Research Wiki | Notes / TimingInterrupts

Accounting for Interrupts

May 15, 2014

Motivation

My system is set up for experiments. My kernel now has the RTPatch. I'm ready to take some basic benchmarks. But this is what I get for a simple round-trip test:

Histogram of round-trip times. X-Axis: Number of Cycles Y-Axis: Number of Occurrences

The top of the chart as been chopped. The large cluster to the left is just about how we thought the baseline time measurements should fall. The problem is that smaller bump to the far right. Why are a minority of round trip times so much larger?
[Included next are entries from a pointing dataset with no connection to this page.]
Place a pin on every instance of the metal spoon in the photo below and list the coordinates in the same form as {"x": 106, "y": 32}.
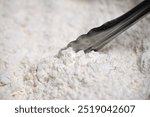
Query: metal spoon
{"x": 98, "y": 37}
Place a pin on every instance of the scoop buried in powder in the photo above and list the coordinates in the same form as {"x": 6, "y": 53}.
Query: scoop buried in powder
{"x": 97, "y": 38}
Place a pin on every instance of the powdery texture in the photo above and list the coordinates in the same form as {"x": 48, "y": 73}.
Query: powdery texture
{"x": 33, "y": 31}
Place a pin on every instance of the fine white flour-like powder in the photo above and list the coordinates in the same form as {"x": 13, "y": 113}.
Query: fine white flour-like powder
{"x": 33, "y": 31}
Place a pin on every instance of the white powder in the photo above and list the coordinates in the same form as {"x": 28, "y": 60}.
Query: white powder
{"x": 29, "y": 69}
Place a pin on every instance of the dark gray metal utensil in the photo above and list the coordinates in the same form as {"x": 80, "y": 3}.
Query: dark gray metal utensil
{"x": 98, "y": 37}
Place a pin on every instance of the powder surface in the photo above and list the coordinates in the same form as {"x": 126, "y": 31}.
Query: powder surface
{"x": 30, "y": 67}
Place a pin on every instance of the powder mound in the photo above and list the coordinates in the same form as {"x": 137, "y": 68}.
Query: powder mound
{"x": 88, "y": 76}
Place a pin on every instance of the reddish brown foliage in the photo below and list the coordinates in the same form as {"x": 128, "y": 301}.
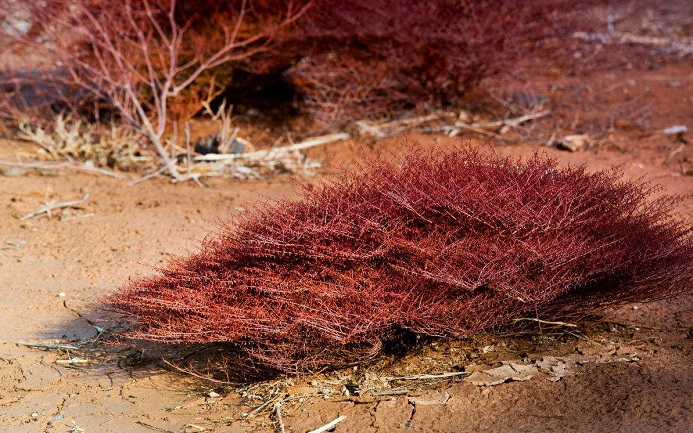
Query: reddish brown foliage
{"x": 361, "y": 58}
{"x": 443, "y": 246}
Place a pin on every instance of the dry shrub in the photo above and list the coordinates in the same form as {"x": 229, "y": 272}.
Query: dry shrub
{"x": 151, "y": 62}
{"x": 440, "y": 245}
{"x": 374, "y": 58}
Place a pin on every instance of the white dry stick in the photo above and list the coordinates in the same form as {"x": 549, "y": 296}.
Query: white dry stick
{"x": 49, "y": 207}
{"x": 514, "y": 121}
{"x": 329, "y": 425}
{"x": 427, "y": 376}
{"x": 278, "y": 416}
{"x": 317, "y": 141}
{"x": 48, "y": 346}
{"x": 532, "y": 319}
{"x": 72, "y": 361}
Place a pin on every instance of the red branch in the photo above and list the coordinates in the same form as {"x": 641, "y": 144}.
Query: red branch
{"x": 443, "y": 245}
The first suspect: interrupts.

Detecting / Timing Interrupts

The number of interrupts handled by each core is conveniently recorded, and can be checked with:
> cat /proc/interrupts

To get an estimate on how long it takes for an interrupt to be handled, from user-space, one can check the current time in a type loop. If the time that has elapsed is significantly longer than expected, an interrupt has likely occurred. This is what the following snippet does, using rdtsc (source):

  last_int_count = oldParse();
  rdtscll(start_time);
  rdtscll(last_time);

  while (next_result_index < result_count) {
    rdtscll(curr_time);

    results_time[next_result_index] = curr_time - last_time;
    if (results_time[next_result_index] > threshold) {
      next_result_index++;
    }

    last_time = curr_time;
  }

  rdtscll(end_time);
  curr_int_count = oldParse();

This code records an estimate of the number of interrupts that have occurred, and records the time each interrupt took. The function oldParse returns the total number of interrupts as reported by /proc/interrupts. The program is run as the highest priority real time process, is pinned to a cpu, and has all pages locked into memory. Thus, we are hopefully measuring only interrupts.
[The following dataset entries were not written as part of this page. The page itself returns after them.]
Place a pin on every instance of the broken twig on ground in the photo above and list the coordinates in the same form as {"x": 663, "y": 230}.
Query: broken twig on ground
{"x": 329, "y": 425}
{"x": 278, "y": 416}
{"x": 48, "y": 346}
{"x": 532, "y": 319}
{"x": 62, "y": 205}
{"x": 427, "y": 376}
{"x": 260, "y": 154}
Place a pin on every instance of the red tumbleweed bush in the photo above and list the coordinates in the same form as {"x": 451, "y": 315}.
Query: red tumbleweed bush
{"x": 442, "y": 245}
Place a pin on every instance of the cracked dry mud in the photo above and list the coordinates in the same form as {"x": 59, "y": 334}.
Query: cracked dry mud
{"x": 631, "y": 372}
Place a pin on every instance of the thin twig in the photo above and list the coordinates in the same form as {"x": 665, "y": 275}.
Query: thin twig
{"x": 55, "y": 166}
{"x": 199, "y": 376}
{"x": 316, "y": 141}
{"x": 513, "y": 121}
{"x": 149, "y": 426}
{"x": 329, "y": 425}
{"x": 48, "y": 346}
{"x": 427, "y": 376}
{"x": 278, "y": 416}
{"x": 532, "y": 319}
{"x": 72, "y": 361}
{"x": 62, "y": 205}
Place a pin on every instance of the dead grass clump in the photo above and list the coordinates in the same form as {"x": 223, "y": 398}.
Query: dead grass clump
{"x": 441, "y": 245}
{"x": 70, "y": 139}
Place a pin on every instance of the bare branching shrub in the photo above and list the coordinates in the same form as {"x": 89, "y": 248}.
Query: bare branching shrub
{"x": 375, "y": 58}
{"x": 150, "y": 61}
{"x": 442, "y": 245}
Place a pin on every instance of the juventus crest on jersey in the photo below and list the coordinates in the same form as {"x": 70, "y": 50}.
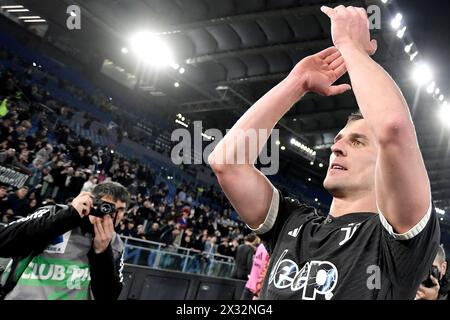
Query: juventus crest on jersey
{"x": 356, "y": 256}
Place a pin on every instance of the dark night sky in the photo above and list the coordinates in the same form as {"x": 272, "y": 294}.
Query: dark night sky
{"x": 429, "y": 25}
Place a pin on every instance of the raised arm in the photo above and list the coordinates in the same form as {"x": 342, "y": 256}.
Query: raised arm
{"x": 402, "y": 186}
{"x": 248, "y": 190}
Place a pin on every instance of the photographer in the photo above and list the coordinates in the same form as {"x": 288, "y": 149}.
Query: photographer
{"x": 435, "y": 286}
{"x": 67, "y": 252}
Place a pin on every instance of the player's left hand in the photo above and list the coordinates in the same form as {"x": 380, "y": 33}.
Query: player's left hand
{"x": 350, "y": 27}
{"x": 425, "y": 293}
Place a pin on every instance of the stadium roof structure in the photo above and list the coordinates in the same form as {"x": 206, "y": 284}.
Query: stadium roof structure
{"x": 233, "y": 52}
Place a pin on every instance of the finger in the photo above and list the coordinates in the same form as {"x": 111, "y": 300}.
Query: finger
{"x": 327, "y": 52}
{"x": 340, "y": 71}
{"x": 328, "y": 11}
{"x": 374, "y": 44}
{"x": 332, "y": 57}
{"x": 336, "y": 63}
{"x": 335, "y": 90}
{"x": 362, "y": 12}
{"x": 340, "y": 9}
{"x": 434, "y": 280}
{"x": 353, "y": 11}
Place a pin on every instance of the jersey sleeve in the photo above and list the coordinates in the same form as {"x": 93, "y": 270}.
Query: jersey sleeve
{"x": 281, "y": 208}
{"x": 409, "y": 256}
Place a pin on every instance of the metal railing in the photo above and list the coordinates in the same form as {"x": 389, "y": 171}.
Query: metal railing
{"x": 160, "y": 256}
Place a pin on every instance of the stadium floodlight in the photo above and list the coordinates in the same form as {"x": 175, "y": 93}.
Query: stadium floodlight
{"x": 444, "y": 115}
{"x": 430, "y": 88}
{"x": 413, "y": 56}
{"x": 151, "y": 49}
{"x": 18, "y": 10}
{"x": 397, "y": 21}
{"x": 34, "y": 20}
{"x": 408, "y": 47}
{"x": 422, "y": 74}
{"x": 28, "y": 17}
{"x": 401, "y": 32}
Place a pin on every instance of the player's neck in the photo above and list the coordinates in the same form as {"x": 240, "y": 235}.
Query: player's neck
{"x": 344, "y": 206}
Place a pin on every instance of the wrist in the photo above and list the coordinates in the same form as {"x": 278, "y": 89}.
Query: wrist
{"x": 349, "y": 48}
{"x": 295, "y": 85}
With this program tested and working, the next task is to actually examine the data. Everything is printed to the console (after all readings have been taken to ensure that we are not measuring how long printf takes), which I redirect into a file when I run.

While excel / calc are useful programs, they are tools much better suited to crunching this kind of data, such as the matplotlib library for python. I just used it to create some histograms, which is barely scratching the surface of its capabilities.

So, with a quick program such as this (source):

  import numpy as np
  import matplotlib.pyplot as plt

  data_file = open("./TimingTicks/HundredThousandInterruptions_new.txt", "r")

  print data_file.readline()

  x = []

  for index in range(0, 100000):
      x.append(int(data_file.readline()))

  plt.figure(figsize=(12, 5))

  n, bins, patches = plt.hist(x, 150, facecolor='g')

  plt.xlabel('Time in Cycles')
  plt.ylabel('Count')
  plt.grid(True)

  plt.show()

I get the plot shown below.

Histogram of interrupt times.

Clearly there is something wrong with matplotlib! That, or my data had a few outliers that I hadn't noticed before. Let's put the numbers into perspective: The loop in which rdtsc is being call takes 32 to 28 cycles to execute (about 10 nanoseconds on my system). The interrupt counting code used a threshold of 3100 cycles (about 1 microsecond). Out of 100,000 recorded interrupts, 99,998 of them took less than 70,000 cycles (about 22 microseconds). This could all possibly help explain that second bump in the first histogram.

But there are two outliers, which each clock in just over a whopping 4,500,000 cycles (about 1.5 milliseconds)! With these outliers removed, the histogram looks a lot better:

Histogram of interrupt times with outliers removed.

This is much more in line with the expected results. But what about the outliers? Clearly they must be accounted for.

Part 2

May 22, 2014

Moving On

By "clearly they must be accounted for" I actually mean, "I am not going to account for them." At least not for now.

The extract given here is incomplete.